While Delhi University (DU), Jamila Milia Islamia and Aligarh Muslim University will use the CUET for admissions to their undergraduate (UG) programmes, they have decided not to opt for the entrance test when it comes to post-graduate (PG) courses this year.
DU has said that it decided not to adopt the CUET PG this year because the test, while mandatory for UG admissions, is not so for PG admissions.
According to University Grants Commission (UGC) Chairman M. Jagadesh Kumar, the list of 32 universities that will be using the CUET to conduct PG admissions also includes the University of Hyderabad, the central universities of Gujarat, Haryana, South Bihar, Kerala, Rajasthan and Himachal Pradesh, Manipur University, Sikkim University, and Tezpur University among others.
“We are expecting more universities to join the list in the future,” he told ThePrint.
The CUET was announced in March this year as a single window for admissions to undergraduate programmes in central universities across the country.
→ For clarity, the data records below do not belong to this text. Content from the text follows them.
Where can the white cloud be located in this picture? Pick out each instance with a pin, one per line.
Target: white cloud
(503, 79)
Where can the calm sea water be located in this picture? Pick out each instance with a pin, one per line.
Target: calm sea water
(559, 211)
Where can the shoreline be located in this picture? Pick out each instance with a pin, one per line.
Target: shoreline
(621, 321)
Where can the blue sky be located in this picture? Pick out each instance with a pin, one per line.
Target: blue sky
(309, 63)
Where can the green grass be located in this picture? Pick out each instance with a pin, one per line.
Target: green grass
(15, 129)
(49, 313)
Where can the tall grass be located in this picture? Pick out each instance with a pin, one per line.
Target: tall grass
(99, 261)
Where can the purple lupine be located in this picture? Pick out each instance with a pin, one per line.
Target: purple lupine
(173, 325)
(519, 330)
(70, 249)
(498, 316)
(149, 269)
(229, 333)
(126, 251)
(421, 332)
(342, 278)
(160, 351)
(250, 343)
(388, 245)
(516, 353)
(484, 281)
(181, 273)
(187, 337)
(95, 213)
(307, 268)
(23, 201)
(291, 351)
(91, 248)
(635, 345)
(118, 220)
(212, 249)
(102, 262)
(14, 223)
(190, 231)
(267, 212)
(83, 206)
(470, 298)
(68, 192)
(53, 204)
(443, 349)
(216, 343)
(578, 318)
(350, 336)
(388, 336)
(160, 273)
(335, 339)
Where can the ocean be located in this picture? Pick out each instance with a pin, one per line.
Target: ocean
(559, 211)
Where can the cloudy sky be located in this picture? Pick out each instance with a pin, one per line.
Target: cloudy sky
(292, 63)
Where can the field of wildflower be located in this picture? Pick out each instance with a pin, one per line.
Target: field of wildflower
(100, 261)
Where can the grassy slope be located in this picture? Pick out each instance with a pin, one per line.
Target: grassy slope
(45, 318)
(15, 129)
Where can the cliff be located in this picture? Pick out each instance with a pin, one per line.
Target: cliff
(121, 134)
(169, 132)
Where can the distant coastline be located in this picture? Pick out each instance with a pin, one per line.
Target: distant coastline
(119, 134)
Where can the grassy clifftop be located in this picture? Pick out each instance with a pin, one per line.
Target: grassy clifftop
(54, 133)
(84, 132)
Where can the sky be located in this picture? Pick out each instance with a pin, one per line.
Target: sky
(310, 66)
Since then, many other non-central universities have also decided to adopt the test.
The UGC, the country’s highest statutory body for higher education, had last week announced that admissions to PG courses will also be done through CUET from this year onwards.
Entrance tests for postgraduate courses will take place in the last week of July, and will be conducted by the National Testing Agency (NTA), which is also conducting the CUET UG exam.
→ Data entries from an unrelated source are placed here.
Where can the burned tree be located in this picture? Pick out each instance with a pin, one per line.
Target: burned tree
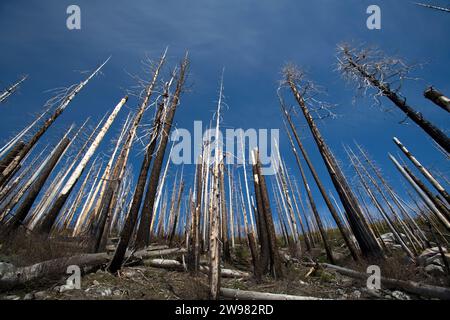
(371, 69)
(49, 219)
(367, 242)
(11, 89)
(437, 98)
(143, 233)
(266, 225)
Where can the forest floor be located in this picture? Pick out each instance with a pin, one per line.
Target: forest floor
(141, 281)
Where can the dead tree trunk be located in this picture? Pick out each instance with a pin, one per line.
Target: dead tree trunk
(21, 212)
(423, 170)
(10, 90)
(177, 213)
(367, 242)
(424, 197)
(132, 215)
(438, 98)
(353, 66)
(193, 258)
(143, 233)
(53, 212)
(223, 204)
(8, 172)
(319, 184)
(267, 224)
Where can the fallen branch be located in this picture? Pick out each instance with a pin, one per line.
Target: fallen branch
(176, 265)
(149, 253)
(254, 295)
(408, 286)
(50, 269)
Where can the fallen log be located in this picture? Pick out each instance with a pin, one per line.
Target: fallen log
(176, 265)
(150, 253)
(254, 295)
(49, 269)
(420, 289)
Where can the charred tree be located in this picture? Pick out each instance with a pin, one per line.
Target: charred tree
(143, 233)
(369, 72)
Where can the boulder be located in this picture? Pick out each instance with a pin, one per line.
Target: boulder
(5, 268)
(399, 295)
(434, 270)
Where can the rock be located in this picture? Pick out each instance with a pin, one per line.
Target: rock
(356, 294)
(389, 239)
(65, 288)
(340, 292)
(117, 292)
(339, 256)
(106, 292)
(434, 270)
(29, 296)
(429, 253)
(400, 295)
(41, 295)
(5, 268)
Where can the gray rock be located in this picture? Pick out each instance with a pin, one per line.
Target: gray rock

Use of CUET for undergraduate admissions had begun in March.
‘Overwhelming response’ to CUET from UG applicants
Earlier this week, UGC chairman Kumar had tweeted that till May 23, a record 11.51 lakh candidates had registered for the CUET UG exam since the registration window for the test was opened on 2 April, and around 9.13 lakh had paid the application fees.
He added that “many of the students who applied are from remote and rural areas”.
Kumar also said that students will now be able to get into the best universities without the “burden of scoring very high marks in the range of 99 to 100%” in their school board exams.
“For students who could not get high board scores, earlier it was not possible to get admission in top universities. But now it is within reach,” he tweeted.
“The participation of a large number of universities too is very encouraging. In the coming years, more universities are expected to adopt CUET. With the possibility that CUET will be conducted twice in a year, this will further help the students plan and attempt CUET,” he further wrote.
Kumar had told ThePrint in an interview last month that the UGC was working on extending the CUET to postgraduate programmes offered by central universities after the “overwhelming response” it received from educational institutions regarding use of the test for UG courses.